Studies of the transcriptional regulation of the genes coding for the novel IL28A,B and IL29 protein family: Illustration of an in silico approach applicable on a genomic scale

William Krivan1, Brian Fox2, Emily Cooper, Teresa Gilbert, Frank Grant, Betty
Haldeman, Katherine Henderson, Wayne Kindsvogel, Kevin Klucher, Gary
McKnight, Patrick O'Hara, Scott Presnell, Monica Tackett, David Taft, and
Paul Sheppard
1krivan@zgi.com, ZymoGenetics, Inc.; 2bfox@zgi.com, ZymoGenetics, Inc.

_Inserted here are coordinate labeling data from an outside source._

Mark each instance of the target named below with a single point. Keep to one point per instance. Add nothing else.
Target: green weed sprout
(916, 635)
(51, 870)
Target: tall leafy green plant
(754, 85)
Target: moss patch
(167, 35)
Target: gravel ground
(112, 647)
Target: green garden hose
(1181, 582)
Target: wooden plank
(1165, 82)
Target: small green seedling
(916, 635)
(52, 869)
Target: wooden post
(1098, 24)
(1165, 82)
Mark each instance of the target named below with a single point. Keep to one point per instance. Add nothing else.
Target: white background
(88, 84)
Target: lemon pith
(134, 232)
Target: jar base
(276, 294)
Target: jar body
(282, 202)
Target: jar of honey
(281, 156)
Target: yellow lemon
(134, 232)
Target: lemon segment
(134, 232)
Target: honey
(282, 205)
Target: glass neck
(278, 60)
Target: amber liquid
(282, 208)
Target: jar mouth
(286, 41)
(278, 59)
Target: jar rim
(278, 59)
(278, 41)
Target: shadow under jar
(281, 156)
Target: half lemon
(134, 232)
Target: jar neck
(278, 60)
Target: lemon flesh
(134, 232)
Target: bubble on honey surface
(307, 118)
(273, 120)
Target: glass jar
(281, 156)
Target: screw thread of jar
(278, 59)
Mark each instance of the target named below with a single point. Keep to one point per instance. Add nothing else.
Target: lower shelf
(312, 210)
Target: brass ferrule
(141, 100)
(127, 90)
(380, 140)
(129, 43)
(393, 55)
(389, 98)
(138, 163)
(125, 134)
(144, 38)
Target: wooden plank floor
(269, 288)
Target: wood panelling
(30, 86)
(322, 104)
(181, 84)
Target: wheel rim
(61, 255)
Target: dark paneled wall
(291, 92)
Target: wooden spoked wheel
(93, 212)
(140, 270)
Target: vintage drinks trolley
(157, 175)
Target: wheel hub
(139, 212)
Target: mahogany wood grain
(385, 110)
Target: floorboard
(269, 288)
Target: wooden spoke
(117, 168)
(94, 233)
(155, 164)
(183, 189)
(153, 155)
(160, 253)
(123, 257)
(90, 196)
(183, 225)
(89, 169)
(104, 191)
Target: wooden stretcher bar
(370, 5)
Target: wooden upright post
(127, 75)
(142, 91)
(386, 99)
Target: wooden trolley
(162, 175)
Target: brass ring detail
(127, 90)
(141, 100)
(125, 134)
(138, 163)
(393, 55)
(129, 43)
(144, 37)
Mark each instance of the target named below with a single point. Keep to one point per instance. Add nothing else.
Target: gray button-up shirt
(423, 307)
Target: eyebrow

The novel IL28A,B and IL29 protein family consists of three non-allelic human proteins, and homologous mouse proteins, which are distantly related to interferons and IL-10. We use this protein family to illustrate an approach to the computational identification and characterization of putative transcriptional regulatory regions that consists of a combination of available and novel techniques that can be applied on a genomic scale. Insights into the regulatory mechanisms of the novel IL28A,B and IL29 protein family may be gained from comparisons of their potential regulatory regions with the regulatory regions of characterized cytokines as, for example, IFN-alpha, beta, and gamma. In metazoans, however, it is in general not feasible to study co-regulation of paralogous genes by simply performing alignments of the upstream sequences, an approach that has been successful for yeast and bacteria. Comparisons of potential regulatory regions must reveal more subtle similarities such as the individual transcription factor binding sites. However, the low binding specificity of transcription factors results in a high rate of false predictions in the analysis of genes from metazoan species. The number of predicted sites can be reduced by about one order of magnitude to a set more likely to have sequence-specific functions by means of phylogenetic footprinting, a conservation-based filter based on the biological observation that regulatory regions are often more highly conserved between species than other non-coding regions. Another technique that can be used for the selection of presumably functional motifs is motivated by the observation that groups of transcription factors rather than single factors are required for the function of regulatory regions and is based on the hypothesis that statistical significance of clusters of sites is correlated with biological function. We illustrate the combined application of these techniques for the characterization of putative regulatory regions of IL28A,B and IL29.